Make America America again

It’s the night before the 2020 presidential election, and I’m feeling oddly calm, all things considered. The news and my social media feed alike are full of anxiety-inducing news: rising COVID numbers! The threat of election day unrest and voter intimidation! The possibility of a contested election! Trump might win, Trump might lose: we might not know for weeks or months, and even if Trump loses, he might not ever leave!

My current sense of calm isn’t confidence; it’s more like fatigue.
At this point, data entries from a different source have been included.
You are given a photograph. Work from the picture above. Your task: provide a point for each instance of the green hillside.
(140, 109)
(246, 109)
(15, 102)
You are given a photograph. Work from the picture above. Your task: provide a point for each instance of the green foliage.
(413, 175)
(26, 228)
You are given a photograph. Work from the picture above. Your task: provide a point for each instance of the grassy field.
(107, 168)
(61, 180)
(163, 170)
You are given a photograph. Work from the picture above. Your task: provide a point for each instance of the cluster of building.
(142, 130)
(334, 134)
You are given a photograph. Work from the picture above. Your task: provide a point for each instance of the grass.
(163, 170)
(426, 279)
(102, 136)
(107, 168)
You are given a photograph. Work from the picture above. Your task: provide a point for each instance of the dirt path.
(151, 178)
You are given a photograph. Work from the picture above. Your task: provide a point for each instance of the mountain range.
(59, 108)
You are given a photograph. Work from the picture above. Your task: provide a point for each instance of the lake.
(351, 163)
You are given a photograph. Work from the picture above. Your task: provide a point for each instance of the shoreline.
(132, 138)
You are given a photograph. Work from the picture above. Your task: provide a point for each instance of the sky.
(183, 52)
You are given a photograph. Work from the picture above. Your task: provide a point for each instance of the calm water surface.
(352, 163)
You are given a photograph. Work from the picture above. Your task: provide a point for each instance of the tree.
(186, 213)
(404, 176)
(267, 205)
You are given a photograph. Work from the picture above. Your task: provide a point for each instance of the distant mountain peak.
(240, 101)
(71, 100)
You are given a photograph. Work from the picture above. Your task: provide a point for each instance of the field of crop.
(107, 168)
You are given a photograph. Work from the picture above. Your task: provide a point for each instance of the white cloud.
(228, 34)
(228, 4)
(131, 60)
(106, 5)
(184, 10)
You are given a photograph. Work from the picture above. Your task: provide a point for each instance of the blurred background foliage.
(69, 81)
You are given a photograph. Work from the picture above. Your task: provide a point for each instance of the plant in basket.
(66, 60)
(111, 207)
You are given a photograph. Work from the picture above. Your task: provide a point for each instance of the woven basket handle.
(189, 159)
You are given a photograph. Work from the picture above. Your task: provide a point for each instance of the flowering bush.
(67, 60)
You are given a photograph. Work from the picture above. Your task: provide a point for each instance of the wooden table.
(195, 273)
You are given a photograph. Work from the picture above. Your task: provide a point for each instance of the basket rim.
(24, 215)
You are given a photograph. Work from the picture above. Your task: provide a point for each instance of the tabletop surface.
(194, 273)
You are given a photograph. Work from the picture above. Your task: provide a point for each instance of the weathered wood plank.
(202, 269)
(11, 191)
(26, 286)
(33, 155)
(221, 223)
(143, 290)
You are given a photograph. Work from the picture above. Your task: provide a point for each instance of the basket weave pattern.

After four years of following every Tweet and headline, I’m resigned to whatever happens tomorrow and the days after.

I’ve already voted, and I’ve done everything I could these past four years to stay engaged, pester my elected officials, rally the troops, and get out the vote. Now, on Election Eve, it’s all over but the waiting. I know who I want to win, and I know what’s at stake if my preferred candidate loses. But right now, on Election Eve, everything comes down to the results in a handful of swing states. I wish that weren’t the way things worked, but I didn’t make the rules.

On Election Night 2016, J and I were so hopeful Hillary Clinton would win, we chilled a bottle of champagne to celebrate. This year, we don’t have any champagne, and we aren’t expecting a clear outcome on Election Night. I hope that Trump loses–the polls suggest he will–but this time around, I won’t be surprised if the polls are wrong. Whoever wins the election, and whatever mayhem might happen afterward, the work of citizenship will continue. For now, I’m resting up for whatever comes next, not knowing exactly what that will be.